ExxonMobil (NYSE: XOM), NextEra Energy (NYSE: NEE), and Air Products and Chemicals (NYSE: APD) represent three energy dividend stocks with long track records of consistent annual payout increases.

Companies that consistently raise their dividends tend to demonstrate strong business models, disciplined capital management, and lower volatility during market downturns compared to non-dividend payers.

ExxonMobil has grown its dividend for 43 consecutive years, paying out $17 billion in dividends to shareholders last year, making it one of the largest dividend payers in the S&P 500.

The oil giant also returned $20 billion to shareholders through share repurchases, underscoring its commitment to rewarding investors through multiple capital return channels.

ExxonMobil’s integrated business model spans the full oil and gas value chain, with a strategic focus on what the company calls “advantaged” assets characterized by low operating costs, low emissions, and high returns.

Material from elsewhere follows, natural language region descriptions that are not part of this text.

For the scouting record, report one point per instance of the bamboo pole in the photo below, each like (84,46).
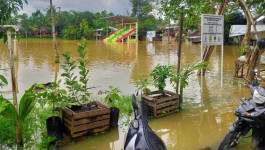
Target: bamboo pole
(53,34)
(179,48)
(12,66)
(14,86)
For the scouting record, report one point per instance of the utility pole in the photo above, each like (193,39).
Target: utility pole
(179,49)
(60,23)
(168,31)
(53,34)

These advantaged assets are projected to account for 65% of ExxonMobil’s upstream production by 2030, and the company targets upstream output growth to approximately 5.5 million oil-equivalent barrels per day by that same year.

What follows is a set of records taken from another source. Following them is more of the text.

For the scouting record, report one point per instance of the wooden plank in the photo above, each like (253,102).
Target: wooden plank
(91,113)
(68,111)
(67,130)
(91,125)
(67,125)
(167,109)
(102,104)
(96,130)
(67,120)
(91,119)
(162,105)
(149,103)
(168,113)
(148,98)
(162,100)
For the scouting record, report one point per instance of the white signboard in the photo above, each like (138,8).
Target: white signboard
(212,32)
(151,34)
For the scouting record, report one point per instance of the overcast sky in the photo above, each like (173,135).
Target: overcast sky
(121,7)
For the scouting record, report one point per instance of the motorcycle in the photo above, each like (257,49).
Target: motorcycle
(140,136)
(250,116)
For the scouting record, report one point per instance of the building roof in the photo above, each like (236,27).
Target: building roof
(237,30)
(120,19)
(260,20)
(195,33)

Since 2019, ExxonMobil has divested $25 billion in assets and captured $15 billion in cumulative structural cost savings, reflecting disciplined portfolio management across its energy holdings.

NextEra Energy has raised its annual dividend for 32 consecutive years, supported by its regulated utility business, Florida Power and Light, alongside its renewable energy arm, NextEra Energy Resources.

The company recently announced an all-stock acquisition of Dominion Energy, a deal that would create the world’s largest regulated electric utility, serving 10 million customers across Florida, Virginia, North Carolina, and South Carolina.

Management expects to close the Dominion transaction within 12 to 18 months, subject to regulatory approvals, and projects earnings per share for the current year between $3.92 and $4.02.

NextEra Energy also expects to grow dividends per share by approximately 10% and anticipates finalizing a deal with one large-load data center customer before the end of this year.

Air Products and Chemicals (NYSE: APD) has paid a dividend every year since 1954 and raised its payout for each of the past 44 consecutive years, the longest streak of the three companies highlighted.

The company’s business is underpinned by 15- to 20-year contracts, providing strong visibility into future earnings and supporting its capacity to sustain and grow its dividend over time.

As one of only a few major players in the industrial gases and chemicals industry, Air Products benefits from high barriers to entry and significant pricing power, giving it a durable competitive advantage.

The company is pivoting toward clean energy, investing in green hydrogen production in Saudi Arabia and blue hydrogen production and carbon capture projects in Louisiana and Canada.

Disruptions in the Middle East have affected helium prices, including at Qatar’s Ras Laffan energy complex, which controls 30% of global helium production, reversing a prior decline driven by oversupply.

Higher oil prices and supply constraints have also pushed chemical prices upward, with Air Products’ pricing power enabling its North American refining and chemical segments to perform well in the current environment.